Papeete, le 17 octobre 2019 – Le maire de Papara, Puta’i Taa’e, a été condamné jeudi en appel à une peine de deux ans d’inéligibilité, mais celle-ci n’est plus assortie d’une « exécution provisoire ». L’intéressé a déjà annoncé un pourvoi en cassation –suspensif– et garde donc la possibilité de se présenter aux municipales en mars prochain.

C’est un nouveau sac de nœuds juridico-politico-judiciaire dont nos élus semblent avoir le secret. Jeudi matin, la cour d’appel de Papeete a confirmé les condamnations des élus de Papara dans l’affaire de l’association Taatira Ia Ora Papara. Un dossier dans lequel le maire et ses proches ont détourné l’argent public de la commune, le faisant transiter par l’association culturelle, pour l’utiliser pour des dépenses personnelles et notamment des voyages aux Etats-Unis.

Les deux adjoints Jean Torohia et Charles Villierme ont été condamnés respectivement pour le premier à 400 000 Fcfp d’amende, 2 ans d’inéligibilité et 5 ans d’interdiction d’exercer une activité sociale avec exécution provisoire et pour le second à 6 mois de sursis et 200 000 Fcfp d’amende. L’épouse du maire, quant à elle, a été condamnée à une simple amende de 100 000 Fcfp.

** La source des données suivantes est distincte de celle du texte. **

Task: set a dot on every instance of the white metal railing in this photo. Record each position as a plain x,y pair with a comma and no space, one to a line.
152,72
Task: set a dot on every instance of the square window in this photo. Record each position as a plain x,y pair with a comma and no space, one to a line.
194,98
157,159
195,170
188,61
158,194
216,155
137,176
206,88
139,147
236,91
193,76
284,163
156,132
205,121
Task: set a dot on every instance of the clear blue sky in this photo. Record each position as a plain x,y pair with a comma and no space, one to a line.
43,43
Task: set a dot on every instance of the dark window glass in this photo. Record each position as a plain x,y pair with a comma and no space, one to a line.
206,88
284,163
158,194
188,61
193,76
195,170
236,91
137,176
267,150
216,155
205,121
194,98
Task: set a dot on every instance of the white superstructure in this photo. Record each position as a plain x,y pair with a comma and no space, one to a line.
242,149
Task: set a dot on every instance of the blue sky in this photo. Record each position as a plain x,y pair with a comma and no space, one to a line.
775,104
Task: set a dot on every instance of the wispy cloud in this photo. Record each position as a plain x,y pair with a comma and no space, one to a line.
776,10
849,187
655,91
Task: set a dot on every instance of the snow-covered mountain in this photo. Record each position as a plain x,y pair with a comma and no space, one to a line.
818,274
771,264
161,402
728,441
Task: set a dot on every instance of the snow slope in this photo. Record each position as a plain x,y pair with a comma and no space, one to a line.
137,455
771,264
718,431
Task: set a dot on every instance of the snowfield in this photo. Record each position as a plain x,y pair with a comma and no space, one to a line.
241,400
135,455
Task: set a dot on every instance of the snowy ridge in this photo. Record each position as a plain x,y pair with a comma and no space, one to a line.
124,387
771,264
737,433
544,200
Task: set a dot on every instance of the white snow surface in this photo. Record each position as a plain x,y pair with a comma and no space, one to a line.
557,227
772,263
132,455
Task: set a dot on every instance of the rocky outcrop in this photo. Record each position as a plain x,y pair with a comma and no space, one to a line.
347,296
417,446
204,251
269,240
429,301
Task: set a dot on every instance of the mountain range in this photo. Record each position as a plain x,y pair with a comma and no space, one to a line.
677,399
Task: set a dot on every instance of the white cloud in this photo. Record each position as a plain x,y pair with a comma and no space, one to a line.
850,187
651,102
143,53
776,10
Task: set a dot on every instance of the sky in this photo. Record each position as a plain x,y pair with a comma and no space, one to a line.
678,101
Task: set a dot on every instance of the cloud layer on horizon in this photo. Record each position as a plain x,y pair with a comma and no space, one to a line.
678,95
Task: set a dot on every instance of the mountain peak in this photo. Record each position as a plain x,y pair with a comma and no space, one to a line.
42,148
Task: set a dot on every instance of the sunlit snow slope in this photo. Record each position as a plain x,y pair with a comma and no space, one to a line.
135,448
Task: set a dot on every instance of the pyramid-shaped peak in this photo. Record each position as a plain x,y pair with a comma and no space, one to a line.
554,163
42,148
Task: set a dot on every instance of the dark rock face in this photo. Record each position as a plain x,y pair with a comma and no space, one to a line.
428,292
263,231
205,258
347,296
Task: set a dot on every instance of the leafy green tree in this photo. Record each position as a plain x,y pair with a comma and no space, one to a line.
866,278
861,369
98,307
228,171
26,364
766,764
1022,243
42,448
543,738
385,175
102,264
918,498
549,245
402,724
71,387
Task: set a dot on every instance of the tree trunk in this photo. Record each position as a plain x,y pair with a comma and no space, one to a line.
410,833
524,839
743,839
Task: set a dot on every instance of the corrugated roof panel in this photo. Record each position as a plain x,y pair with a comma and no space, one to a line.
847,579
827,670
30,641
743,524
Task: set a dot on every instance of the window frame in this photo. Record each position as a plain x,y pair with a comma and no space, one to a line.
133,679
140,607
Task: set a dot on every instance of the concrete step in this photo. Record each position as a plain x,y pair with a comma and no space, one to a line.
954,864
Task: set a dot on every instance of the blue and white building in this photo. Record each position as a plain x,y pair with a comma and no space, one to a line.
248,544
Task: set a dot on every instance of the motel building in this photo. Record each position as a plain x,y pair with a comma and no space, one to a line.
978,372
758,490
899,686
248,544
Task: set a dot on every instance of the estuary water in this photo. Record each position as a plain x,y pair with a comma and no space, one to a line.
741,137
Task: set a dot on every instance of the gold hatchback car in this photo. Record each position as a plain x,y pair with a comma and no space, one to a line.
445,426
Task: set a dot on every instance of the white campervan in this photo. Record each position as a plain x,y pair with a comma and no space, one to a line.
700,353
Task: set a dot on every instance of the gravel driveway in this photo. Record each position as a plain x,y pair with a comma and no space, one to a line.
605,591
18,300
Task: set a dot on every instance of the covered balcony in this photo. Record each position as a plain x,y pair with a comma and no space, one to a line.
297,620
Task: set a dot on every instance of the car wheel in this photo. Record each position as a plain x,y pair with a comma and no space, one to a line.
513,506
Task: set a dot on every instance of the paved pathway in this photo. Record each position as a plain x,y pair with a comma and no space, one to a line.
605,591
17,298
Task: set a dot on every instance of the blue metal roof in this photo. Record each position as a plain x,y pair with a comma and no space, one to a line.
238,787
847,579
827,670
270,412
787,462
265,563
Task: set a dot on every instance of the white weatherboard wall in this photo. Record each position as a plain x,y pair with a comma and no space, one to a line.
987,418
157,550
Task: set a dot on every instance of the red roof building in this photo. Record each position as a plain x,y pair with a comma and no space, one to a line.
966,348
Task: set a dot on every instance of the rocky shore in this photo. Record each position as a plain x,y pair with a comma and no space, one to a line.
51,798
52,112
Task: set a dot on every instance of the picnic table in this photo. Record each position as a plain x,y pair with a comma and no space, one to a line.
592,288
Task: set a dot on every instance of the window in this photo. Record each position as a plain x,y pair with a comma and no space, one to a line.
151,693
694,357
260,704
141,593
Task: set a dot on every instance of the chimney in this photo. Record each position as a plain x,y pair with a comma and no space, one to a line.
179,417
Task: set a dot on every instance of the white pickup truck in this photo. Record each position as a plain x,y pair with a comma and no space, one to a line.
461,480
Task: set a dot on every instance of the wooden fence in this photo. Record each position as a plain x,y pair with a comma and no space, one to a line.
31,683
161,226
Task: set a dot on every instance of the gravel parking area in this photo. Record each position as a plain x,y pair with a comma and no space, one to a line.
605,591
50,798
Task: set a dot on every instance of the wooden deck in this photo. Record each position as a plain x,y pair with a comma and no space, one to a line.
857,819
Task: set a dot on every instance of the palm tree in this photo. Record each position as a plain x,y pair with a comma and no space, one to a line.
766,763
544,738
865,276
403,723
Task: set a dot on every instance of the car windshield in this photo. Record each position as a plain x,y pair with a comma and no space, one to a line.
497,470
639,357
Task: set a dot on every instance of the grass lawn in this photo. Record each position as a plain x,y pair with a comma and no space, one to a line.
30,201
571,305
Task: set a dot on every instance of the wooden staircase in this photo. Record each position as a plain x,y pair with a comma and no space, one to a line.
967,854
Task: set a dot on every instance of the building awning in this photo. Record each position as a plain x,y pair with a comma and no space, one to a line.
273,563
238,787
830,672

Mais c’est surtout la condamnation du maire de Papara, Puta’i Taa’e, qui risque de faire couler beaucoup d’encre ces prochaines semaines. L’élu a en effet été relaxé du chef de « prise illégale d’intérêts » et condamné pour « abus de confiance » à une peine de 18 mois de prison avec sursis, 1 million de Fcfp d’amende et 2 ans d’inéligibilité. Enorme détail pour la suite des évènements, la cour d’appel n’a pas prononcé « l’exécution provisoire » de cette décision, comme l’avait fait le tribunal correctionnel.

« Exécution provisoire »

Ce détail relance en effet à lui seul la possibilité pour Puta’i Taa’e de mener une liste aux élections municipales de mars 2020. Même si l’équation juridico-administrative est assez complexe... Pour résumer, Puta’i Taa’e a été condamné en mai dernier par le tribunal à « l’exécution provisoire » d’une peine de deux ans d’inéligibilité. A la suite de cette décision, le haut-commissaire a donc pris un arrêté de « démission d’office » du maire de Papara.

Mais Puta’i Taa’e a attaqué cet arrêté devant les juridictions administratives. Une procédure qui a suspendu ledit arrêté, comme l’avait confirmé le haut-commissaire à l'époque. Le tribunal administratif de Papeete a ensuite rejeté le recours de Puta’i Taa’e, mais le tavana a porté l’affaire jusque devant le Conseil d’Etat. Un Conseil d’Etat dont la décision est attendue dans les mois à venir.

Tout le problème qui se pose aujourd’hui, c’est que puisque la cour d’appel a retiré l’exécution provisoire de sa décision jeudi matin, l’arrêté de démission d’office du haut-commissaire n’a, a priori, plus lieu d’être. Une analyse partagée jeudi soir par plusieurs juristes, mais qui reste néanmoins à confirmer.

Ira ? Ira pas ?

Jeudi matin, à la sortie du tribunal, Puta’i Taa’e a immédiatement annoncé son intention de former un pourvoi en cassation. Ce pourvoi suspend donc la peine d’inéligibilité du maire de Papara jusqu’à la décision définitive qui sera rendue par la juridiction parisienne. Or, puisque la Cour de cassation rend habituellement ses décisions en huit mois à un an, Puta’i Taa’e pourrait être éligible lors des municipales de mars 2020.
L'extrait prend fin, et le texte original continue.